Esta constelación ocupa una superficie de 206,3° cuadrados, en los que contiene un total de 9 objetos NGC, 1 objeto Caldwell y ningún objeto Messier. La estrella más brillante del Ave del Paraíso es Alfa Apodis. En cuanto a su nomenclatura, su abreviatura es Aps, su nombre en latín es Apus y su genitivo es Apodis. Tiene un total de 39 estrellas (de magnitud visual < 6,5).

Carta celeste de la constelación del Ave del Paraíso
Carta celeste de la constelación del Ave del Paraíso

Localización

La manera más fácil de localizar la constelación del Ave del Paraíso en la esfera celeste es observar justo al sur de la estrella Atria, el astro más brillante de la constelación del Triángulo Austral. Es una constelación muy cercana al Polo Sur celeste, quedando al sureste de la Mosca. Pero es difícil de descubrir porque sus estrellas están dispersas y son poco brillantes.

El Ave del Paraíso tiene 7 constelaciones colindantes:

Coordenadas

La constelación del Ave del Paraíso no se puede observar a partir de latitudes más al norte de 35° N. Para poder observarla en su totalidad hay que ir hasta el ecuador. Esta constelación abarca una región del cielo comprendida entre las 13 horas 45 minutos y las 18 horas 10 minutos de ascensión recta, y entre -68° y -82° de declinación.

Estrellas notables

Como ya se ha dicho, la estrella más brillante de la constelación del Ave del Paraíso es Alfa Apodis, con una magnitud aparente de 3,8. Esta estrella es una gigante naranja que se encuentra a unos 411 años luz del sistema solar.

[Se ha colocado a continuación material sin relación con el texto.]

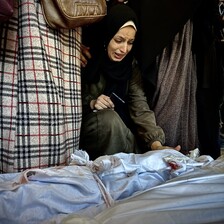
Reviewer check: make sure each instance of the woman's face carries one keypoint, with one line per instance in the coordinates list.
(121, 44)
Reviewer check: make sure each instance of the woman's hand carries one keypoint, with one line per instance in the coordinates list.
(102, 102)
(158, 146)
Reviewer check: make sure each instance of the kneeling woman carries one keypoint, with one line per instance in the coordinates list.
(107, 127)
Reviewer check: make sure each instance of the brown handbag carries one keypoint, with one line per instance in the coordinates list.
(69, 14)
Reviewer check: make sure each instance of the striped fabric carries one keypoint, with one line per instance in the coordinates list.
(40, 91)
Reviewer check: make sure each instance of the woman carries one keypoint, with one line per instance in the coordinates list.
(107, 127)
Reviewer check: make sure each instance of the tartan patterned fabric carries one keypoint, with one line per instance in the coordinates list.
(40, 91)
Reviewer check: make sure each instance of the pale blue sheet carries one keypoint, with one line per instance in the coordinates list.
(37, 196)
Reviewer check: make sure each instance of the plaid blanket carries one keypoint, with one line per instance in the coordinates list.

Beta Apodis también es una gigante naranja, en este caso con una magnitud aparente de 4,2. No obstante, no es la segunda estrella más brillante tal y como podríamos suponer según la designación de Bayer, sino la tercera. Se encuentra algo más cerca que la anterior, a 158 años luz de nosotros.

En cambio, la segunda estrella más brillante de la constelación del Ave del Paraíso es Gamma Apodis, con una magnitud aparente de 3,9. Se trata de una gigante amarillo-naranja situada a 160 años luz de nosotros.

Una estrella aparentemente doble debido a un efecto de perspectiva, pero sin ninguna relación física, es Delta Apodis, separable a simple vista en dos astros de color rojo y anaranjado. El primero, llamado Delta-1 Apodis, tiene una magnitud aparente de 4,8; el segundo, llamado Delta-2 Apodis, tiene una magnitud aparente de 5,3.

Las dos estrellas que componen Delta Apodis están separadas visualmente 103 segundos de arco. Sus distancias hasta nosotros son, respectivamente, 350 y 420 años luz, lo que significa que están demasiado alejadas entre sí para poder ejercerse una mutua atracción gravitatoria. Además, Delta-1 Apodis es una estrella variable cuya luminosidad oscila entre las magnitudes 4,7 y 4,9.

Otra estrella variable de esta constelación es Theta Apodis. Se trata de una gigante roja. Su magnitud aparente oscila entre los valores 5,1 y 6,7 en un periodo de 119 días. Por tanto, para su observación durante los periodos de luminosidad mínima se necesitan unos prismáticos.

Objetos notables

En la constelación del Ave del Paraíso hay pocos objetos que sean dignos de mención. Podemos destacar, no obstante, el caso del cúmulo globular NGC 6101, situado a unos 47.600 años luz de distancia. Tiene una magnitud aparente de 9, y se requiere un telescopio de al menos 20 cm de diámetro para poder resolver las estrellas que lo componen.

Mitología

La constelación del Ave del Paraíso no tiene vinculación con ningún mito, ya que su introducción es relativamente reciente: data de finales del siglo XVI, cuando los navegantes holandeses Pieter Dirkszoon Keyser y Frederick de Houtman decidieron crearla para llenar el cielo austral. Johann Bayer la introdujo en su atlas celeste Uranometria, publicado en el año 1603.